Apply Analysis of Compositions of Microbiomes with Bias Correction (ANCOM-
BC) to identify features that are differentially abundant across groups.

Parameters
----------
table : FeatureTable[Frequency]
    The feature table to be used for ANCOM-BC computation.
metadata : Metadata
    The sample metadata.
formula : Str
    How the microbial absolute abundances for each taxon depend on the
    variables within the `metadata`.
p_adj_method : Str % Choices('holm', 'hochberg', 'hommel', 'bonferroni', 'BH', 'BY', 'fdr', 'none'), optional
    Method to adjust p-values.
prv_cut : Float, optional
    A numerical fraction between 0-1. Taxa with prevalences less than this
    value will be excluded from the analysis.
lib_cut : Int, optional
    A numerical threshold for filtering samples based on library sizes.
    Samples with library sizes less than this value will be excluded from
    the analysis.
reference_levels : List[Str], optional
    Define the reference level(s) to be used for categorical columns found
    in the `formula`. These categorical factors are dummy coded relative to
    the reference(s) provided.

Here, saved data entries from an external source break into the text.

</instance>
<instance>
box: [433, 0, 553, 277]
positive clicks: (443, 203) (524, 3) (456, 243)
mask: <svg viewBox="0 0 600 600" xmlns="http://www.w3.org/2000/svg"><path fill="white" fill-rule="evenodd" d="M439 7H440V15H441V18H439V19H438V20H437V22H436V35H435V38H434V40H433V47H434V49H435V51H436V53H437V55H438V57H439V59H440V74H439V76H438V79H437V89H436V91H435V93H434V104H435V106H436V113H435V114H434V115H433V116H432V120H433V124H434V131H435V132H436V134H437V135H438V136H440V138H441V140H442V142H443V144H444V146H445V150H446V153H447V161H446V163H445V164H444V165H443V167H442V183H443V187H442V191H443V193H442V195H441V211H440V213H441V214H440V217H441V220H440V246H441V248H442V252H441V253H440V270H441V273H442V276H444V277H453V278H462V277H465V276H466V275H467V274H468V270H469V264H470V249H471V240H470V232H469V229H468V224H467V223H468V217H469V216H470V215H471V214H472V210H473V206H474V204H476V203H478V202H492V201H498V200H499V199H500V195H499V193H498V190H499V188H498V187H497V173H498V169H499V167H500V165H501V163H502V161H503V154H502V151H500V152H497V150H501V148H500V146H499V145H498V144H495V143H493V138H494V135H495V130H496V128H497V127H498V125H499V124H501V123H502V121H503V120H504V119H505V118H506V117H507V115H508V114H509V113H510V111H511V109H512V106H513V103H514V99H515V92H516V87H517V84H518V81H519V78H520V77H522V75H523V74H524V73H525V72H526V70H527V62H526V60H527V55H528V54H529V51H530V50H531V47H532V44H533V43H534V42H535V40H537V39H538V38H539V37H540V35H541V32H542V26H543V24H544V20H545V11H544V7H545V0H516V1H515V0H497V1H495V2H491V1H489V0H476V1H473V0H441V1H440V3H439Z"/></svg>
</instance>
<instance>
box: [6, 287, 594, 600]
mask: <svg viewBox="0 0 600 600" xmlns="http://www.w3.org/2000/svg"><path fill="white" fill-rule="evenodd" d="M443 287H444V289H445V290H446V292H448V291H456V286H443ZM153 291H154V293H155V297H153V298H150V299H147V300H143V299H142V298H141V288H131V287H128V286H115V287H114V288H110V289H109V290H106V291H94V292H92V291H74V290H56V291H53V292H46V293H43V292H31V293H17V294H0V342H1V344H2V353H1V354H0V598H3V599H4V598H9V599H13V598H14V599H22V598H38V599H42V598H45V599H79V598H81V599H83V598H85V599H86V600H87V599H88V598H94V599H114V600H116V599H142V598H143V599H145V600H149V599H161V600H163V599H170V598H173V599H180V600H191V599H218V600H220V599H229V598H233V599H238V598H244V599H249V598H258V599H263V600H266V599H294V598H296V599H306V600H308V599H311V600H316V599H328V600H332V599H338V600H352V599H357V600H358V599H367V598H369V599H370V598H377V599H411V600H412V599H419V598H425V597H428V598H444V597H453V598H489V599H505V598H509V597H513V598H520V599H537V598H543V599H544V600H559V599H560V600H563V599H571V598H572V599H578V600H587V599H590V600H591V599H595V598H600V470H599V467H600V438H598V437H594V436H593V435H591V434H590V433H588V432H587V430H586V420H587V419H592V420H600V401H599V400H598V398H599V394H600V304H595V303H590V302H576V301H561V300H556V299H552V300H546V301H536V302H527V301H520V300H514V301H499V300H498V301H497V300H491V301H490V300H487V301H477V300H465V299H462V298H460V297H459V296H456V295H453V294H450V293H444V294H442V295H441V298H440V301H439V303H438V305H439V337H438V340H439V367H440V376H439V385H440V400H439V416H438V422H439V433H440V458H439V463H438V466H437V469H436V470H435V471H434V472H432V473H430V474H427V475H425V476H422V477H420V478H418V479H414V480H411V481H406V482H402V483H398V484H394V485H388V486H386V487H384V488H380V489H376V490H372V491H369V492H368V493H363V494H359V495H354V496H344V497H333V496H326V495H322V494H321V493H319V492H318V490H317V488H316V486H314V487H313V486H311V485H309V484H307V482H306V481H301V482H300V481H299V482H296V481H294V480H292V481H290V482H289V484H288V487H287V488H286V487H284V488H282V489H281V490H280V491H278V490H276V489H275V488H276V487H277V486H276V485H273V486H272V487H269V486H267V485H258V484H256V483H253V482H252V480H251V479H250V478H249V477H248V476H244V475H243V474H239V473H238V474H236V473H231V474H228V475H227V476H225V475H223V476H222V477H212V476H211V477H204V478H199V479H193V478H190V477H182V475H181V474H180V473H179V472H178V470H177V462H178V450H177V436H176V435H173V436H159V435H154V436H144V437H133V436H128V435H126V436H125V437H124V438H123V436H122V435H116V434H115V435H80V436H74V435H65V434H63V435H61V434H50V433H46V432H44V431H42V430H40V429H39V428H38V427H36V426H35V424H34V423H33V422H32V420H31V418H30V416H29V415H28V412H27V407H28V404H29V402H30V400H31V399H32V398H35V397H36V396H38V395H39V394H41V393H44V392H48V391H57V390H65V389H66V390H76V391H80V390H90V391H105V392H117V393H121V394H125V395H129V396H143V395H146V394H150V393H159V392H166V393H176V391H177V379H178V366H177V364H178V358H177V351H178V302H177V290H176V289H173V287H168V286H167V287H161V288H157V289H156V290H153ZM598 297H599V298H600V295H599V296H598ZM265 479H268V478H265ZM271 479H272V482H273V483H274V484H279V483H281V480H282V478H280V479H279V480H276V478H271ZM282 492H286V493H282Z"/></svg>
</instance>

The syntax is as follows:
    "column_name::column_value"
tol : Float, optional
    The iteration convergence tolerance for the E-M algorithm.
max_iter : Int, optional
    The maximum number of iterations for the E-M algorithm.
conserve : Bool, optional
    Whether to use a conservative variance estimator for the test
    statistic. It is recommended if the sample size is small and/or the
    number of differentially abundant taxa is believed to be large.
alpha : Float, optional
    Level of significance.

Returns
-------
differentials : FeatureData[DifferentialAbundance]
    The calculated per-feature differentials.